Reading this is kinda like reading the rant of someone who bought a house at the end of an airport runway and then complains about airplane noise. Many of us live where we do by choice which means we chose to live in an area without big city characteristics such as fire stations and police forces, animal control, zoning, building permits and inspection etc etc. Then along comes the “tax Everyine to pay for devices I demand” crowd. Socialism creeps.
This well-written article may be classified as “opinion”; but, in actuality, — the points made ARE factual. Our state legislature politicians clearly need to work harder at finding new ways to increase funding that will support AST coverage for unincorporated areas, — such as most of the Mat-Su Borough. Obviously, trooper number requirements for adequate law enforcement coverage requires adjustments to be made, that’ll keep up with the increased rural population needs. Only makes sense!
Mat Su has the lowest law enforcement coverage in Alaska because it has the population density to support the need and funding of a larger local law enforcement force but is too antitax and stubborn to fund one. State Troopers should be used where the local population density could not support a local law enforcement force not in areas where residents just don’t want to pay taxes.
The argument of slope workers residing in Mat Su is a poor argument. Many slope workers live in Anchorage, Eagle River, Chugiak, Indian, etcetera. More oil and gas related workers (slope and other) are not in the Mat Su as compared to those that are in the Mat Su.
I also found your calculation of Officers per 1,000 to be poor form. To show that Anchorage has 1.41 officers/1000 and Mat Su has only 0.60 officers/1,000 looks horrible for Mat Su. But when you consider that Anchorage hires 87% of its own police force and Mat Su only hires 63% of its own police force. No wonder those per 1,000 figures are so different.

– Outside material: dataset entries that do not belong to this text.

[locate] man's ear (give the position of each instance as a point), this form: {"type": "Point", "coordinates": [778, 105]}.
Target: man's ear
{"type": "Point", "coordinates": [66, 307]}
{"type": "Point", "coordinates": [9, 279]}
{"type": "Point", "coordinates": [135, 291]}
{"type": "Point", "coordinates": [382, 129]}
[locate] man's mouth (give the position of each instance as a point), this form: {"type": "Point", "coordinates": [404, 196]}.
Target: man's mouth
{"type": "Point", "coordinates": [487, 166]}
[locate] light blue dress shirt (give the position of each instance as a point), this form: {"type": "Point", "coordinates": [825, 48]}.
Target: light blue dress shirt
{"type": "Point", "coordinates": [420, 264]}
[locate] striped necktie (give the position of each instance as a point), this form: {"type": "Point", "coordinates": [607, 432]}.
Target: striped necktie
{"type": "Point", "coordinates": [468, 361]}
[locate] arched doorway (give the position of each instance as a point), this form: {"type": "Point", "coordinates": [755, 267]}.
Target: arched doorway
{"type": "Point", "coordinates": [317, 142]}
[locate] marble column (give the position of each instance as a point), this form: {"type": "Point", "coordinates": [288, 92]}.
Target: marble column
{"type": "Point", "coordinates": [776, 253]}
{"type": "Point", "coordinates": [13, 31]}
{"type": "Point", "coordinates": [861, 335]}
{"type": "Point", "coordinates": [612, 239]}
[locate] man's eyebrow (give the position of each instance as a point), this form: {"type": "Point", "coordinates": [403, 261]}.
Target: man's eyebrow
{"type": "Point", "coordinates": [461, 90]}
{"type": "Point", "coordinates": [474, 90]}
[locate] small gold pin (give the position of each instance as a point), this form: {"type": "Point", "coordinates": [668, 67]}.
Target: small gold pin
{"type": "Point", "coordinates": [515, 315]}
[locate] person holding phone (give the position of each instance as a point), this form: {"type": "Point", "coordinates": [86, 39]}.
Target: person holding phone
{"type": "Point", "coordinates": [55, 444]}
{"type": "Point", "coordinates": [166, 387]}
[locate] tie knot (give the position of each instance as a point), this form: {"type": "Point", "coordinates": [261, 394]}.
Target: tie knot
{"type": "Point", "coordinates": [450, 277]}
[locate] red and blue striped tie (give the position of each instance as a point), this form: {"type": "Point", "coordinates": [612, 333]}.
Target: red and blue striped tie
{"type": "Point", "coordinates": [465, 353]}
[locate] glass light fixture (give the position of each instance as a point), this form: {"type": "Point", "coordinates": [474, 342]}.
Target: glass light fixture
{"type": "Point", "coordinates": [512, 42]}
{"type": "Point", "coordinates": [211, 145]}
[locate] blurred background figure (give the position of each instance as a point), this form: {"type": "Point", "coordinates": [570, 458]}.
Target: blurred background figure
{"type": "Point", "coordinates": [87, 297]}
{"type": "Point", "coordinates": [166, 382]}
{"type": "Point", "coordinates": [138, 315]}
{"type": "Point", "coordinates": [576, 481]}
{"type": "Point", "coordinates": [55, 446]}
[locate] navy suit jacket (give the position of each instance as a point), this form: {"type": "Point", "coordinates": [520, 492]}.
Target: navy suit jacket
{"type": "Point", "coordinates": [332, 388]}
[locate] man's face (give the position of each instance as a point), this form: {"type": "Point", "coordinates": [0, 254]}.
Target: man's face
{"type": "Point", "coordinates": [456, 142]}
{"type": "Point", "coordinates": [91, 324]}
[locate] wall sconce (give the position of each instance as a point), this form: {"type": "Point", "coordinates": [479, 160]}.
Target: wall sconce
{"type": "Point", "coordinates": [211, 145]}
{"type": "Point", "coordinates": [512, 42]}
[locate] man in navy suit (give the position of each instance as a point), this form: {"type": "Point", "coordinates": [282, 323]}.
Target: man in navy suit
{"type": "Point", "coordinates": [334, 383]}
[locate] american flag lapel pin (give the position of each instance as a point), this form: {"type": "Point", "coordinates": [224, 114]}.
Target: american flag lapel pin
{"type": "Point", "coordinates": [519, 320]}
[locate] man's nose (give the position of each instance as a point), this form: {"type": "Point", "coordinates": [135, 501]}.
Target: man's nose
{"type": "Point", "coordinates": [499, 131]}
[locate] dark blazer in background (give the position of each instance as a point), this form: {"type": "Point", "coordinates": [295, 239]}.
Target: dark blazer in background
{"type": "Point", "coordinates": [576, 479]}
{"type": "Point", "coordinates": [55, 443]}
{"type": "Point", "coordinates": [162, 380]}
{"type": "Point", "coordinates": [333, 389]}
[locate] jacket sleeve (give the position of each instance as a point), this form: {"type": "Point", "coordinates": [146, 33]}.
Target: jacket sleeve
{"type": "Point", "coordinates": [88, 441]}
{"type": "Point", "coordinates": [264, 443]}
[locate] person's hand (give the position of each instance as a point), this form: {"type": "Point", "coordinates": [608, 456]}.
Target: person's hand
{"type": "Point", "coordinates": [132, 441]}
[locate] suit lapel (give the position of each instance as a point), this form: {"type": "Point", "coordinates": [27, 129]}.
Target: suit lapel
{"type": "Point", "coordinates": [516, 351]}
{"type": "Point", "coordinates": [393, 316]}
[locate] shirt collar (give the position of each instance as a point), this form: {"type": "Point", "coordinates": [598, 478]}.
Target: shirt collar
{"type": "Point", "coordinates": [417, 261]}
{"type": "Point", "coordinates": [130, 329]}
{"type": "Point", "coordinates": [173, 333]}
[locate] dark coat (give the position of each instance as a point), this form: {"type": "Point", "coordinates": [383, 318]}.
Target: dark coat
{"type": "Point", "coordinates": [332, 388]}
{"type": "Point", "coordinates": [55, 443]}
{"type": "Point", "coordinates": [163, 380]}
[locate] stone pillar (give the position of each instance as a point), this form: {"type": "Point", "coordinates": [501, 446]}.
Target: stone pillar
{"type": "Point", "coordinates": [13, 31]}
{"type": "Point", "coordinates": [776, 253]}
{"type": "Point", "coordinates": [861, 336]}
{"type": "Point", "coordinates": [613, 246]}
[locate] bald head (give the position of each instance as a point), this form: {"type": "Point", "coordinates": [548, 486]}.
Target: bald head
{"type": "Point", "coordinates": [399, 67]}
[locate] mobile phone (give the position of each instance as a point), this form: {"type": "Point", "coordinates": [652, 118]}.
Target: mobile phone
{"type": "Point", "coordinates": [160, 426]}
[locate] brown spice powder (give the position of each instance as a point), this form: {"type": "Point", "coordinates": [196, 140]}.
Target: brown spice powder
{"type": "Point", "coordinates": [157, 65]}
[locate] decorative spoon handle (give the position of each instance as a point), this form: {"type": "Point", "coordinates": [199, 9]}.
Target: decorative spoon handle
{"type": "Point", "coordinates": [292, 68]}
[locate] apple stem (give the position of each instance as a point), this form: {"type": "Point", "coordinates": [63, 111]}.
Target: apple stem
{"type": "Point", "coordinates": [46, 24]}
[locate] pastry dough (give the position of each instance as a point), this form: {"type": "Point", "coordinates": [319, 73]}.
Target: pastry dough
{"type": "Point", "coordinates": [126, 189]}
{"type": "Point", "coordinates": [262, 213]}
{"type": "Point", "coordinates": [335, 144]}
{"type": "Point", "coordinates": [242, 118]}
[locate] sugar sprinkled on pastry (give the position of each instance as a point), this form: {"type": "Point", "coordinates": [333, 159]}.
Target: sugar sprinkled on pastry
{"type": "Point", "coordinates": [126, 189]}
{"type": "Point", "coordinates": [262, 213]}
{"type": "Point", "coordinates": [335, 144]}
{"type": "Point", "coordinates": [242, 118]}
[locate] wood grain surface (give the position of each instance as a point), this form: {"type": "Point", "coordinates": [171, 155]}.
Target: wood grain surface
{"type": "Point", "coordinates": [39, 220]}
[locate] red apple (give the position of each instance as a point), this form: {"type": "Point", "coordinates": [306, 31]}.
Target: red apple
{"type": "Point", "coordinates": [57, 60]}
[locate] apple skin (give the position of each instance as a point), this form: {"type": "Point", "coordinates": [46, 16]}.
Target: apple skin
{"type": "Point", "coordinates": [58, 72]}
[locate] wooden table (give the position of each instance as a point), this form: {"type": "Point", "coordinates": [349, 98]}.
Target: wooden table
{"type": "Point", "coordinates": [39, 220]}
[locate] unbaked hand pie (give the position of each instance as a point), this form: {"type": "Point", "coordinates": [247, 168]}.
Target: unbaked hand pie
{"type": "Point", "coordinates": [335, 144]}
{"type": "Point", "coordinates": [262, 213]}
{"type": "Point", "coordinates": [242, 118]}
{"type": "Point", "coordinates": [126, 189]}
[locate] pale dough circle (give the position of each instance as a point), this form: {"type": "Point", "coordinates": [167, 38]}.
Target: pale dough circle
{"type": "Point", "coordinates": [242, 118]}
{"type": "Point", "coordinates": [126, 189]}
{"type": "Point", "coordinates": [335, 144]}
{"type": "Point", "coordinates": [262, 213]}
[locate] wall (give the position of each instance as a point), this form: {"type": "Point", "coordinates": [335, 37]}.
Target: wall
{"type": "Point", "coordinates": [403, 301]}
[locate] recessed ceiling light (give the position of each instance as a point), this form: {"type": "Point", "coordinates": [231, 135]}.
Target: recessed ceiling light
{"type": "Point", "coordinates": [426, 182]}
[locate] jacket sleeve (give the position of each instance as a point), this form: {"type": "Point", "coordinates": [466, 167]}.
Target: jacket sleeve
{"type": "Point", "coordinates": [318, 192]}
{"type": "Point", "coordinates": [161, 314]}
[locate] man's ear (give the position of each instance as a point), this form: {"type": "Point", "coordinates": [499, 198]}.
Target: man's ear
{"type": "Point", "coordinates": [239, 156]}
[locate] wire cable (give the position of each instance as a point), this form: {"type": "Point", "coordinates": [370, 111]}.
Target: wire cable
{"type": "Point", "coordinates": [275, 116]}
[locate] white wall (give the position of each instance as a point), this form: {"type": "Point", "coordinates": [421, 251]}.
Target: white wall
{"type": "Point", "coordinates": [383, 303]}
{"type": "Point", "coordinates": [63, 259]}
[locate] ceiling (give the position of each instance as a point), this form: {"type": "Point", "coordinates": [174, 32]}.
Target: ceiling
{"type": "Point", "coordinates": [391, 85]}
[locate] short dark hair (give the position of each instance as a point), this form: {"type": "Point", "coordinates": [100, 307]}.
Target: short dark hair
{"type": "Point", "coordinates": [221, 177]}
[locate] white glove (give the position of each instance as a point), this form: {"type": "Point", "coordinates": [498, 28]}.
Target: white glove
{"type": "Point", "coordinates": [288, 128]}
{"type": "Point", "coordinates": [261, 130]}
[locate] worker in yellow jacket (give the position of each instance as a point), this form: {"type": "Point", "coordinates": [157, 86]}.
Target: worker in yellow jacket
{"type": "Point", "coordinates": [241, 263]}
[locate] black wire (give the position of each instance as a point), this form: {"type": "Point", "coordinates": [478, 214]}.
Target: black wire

On another point, you are taking the Mat Su equating it to B Detachment, which is understandable because the territories of the two are largely the same. But equating D Detachment to the FNSB is poor because D Detachment covers far more territory then just the FNSB. The two territories very greatly in size.
Your numbers are stating that 86% of Mat Su residents live in unincorporated/rural areas and that only 60% of D Detachment residents live in unincorporated/rural areas. That’s bunk. I don’t have the numbers and I’ve spent more time on this than I should have… I’d guess the population density of the two and the rural versus nonrural areas are nearly the same.
No surprise the grifter McCabe would try to make a case that non-matsu residents continue to fund his law enforcement. Someone with his history of cheating on property taxes isn’t likely to call for matsu people to do the right thing and pay for their own services.